Elliot is ADORABLE!!!! :whoo::baby::tea:


----------



## Cheryl (Mar 17, 2007)

Awwww! A new Baby Elliot post complete with pictures. What a cutie pie. He is tiny!!! Do you know how much he weighs? He seems to have the same brown highlights that Roxie has. How is he getting a long with Linus?


----------



## jmortenson (Dec 4, 2007)

They get along fantastic! Linus seems to feel the need to take care of Elliot. It is so cute! He nudges Elliot up the steps, drops chew toys in front of him, and "play" wrestles with him!
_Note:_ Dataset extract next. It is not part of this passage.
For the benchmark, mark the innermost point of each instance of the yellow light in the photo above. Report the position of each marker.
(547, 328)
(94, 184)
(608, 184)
He obviously knows that Elliot is a baby, and is taking very good care of him! It is better than I hoped for!!


----------



## jmortenson (Dec 4, 2007)

How come my pics came out so huge?


----------



## pjewel (Apr 11, 2007)

Aw, he's *so* cute. I want to reach out and touch him. I'd love to see them interact.


----------



## maryam187 (Jul 18, 2007)

Don't worry j, we love huge pics, LOL. Baby Elliot is one tiny curly puppy! Where's Linus???


----------



## Guest (Jan 5, 2008)

Jenny...

I am VERY sure everyone will love HUGE when it comes to Hav photos!


----------



## jmortenson (Dec 4, 2007)

*Linus*

I will upload some pics of Linus, too! I will need to resize them first.... Be aware! I have lots and lots of pics of him, too!


----------



## marjrc (Jan 13, 2007)

How cute!!!!! Elliot's hair is so wavy. I love it! It's sweet how Linus seems to be taking care of him.  Pictures can never be too big! :biggrin1:


----------



## jmortenson (Dec 4, 2007)

Heeeeerrrrrreeeeeessss Linus!!!!


----------



## Guest (Jan 5, 2008)

Ohhhhhhhh, geee...How CUTE Linus is!!!!


----------



## Cheryl (Mar 17, 2007)

Those are great pics of Linus and the name does seem to fit. So now that you are so good at posting pics, lets see a few of both dogs together. Elliot does look small. Roxy was 2.5# at 10 weeks. Elliot looks about the same.


----------



## jmortenson (Dec 4, 2007)

Thank you! I think he's cute, too. I must say though, I drool over all of the pics of pups I see here, too! I think that is what is special about Havanese. They may look a bit different from each other, but ALL of them have that special sparkle that comes out in every face!


----------



## HayCarambaMama (Dec 8, 2007)

jmortenson said:


> They get along fantastic! Linus seems to feel the need to take care of Elliot. It is so cute! He nudges Elliot up the steps, drops chew toys in front of him, and "play" wrestles with him! He obviously knows that Elliot is a baby, and is taking very good care of him! It is better than I hoped for!!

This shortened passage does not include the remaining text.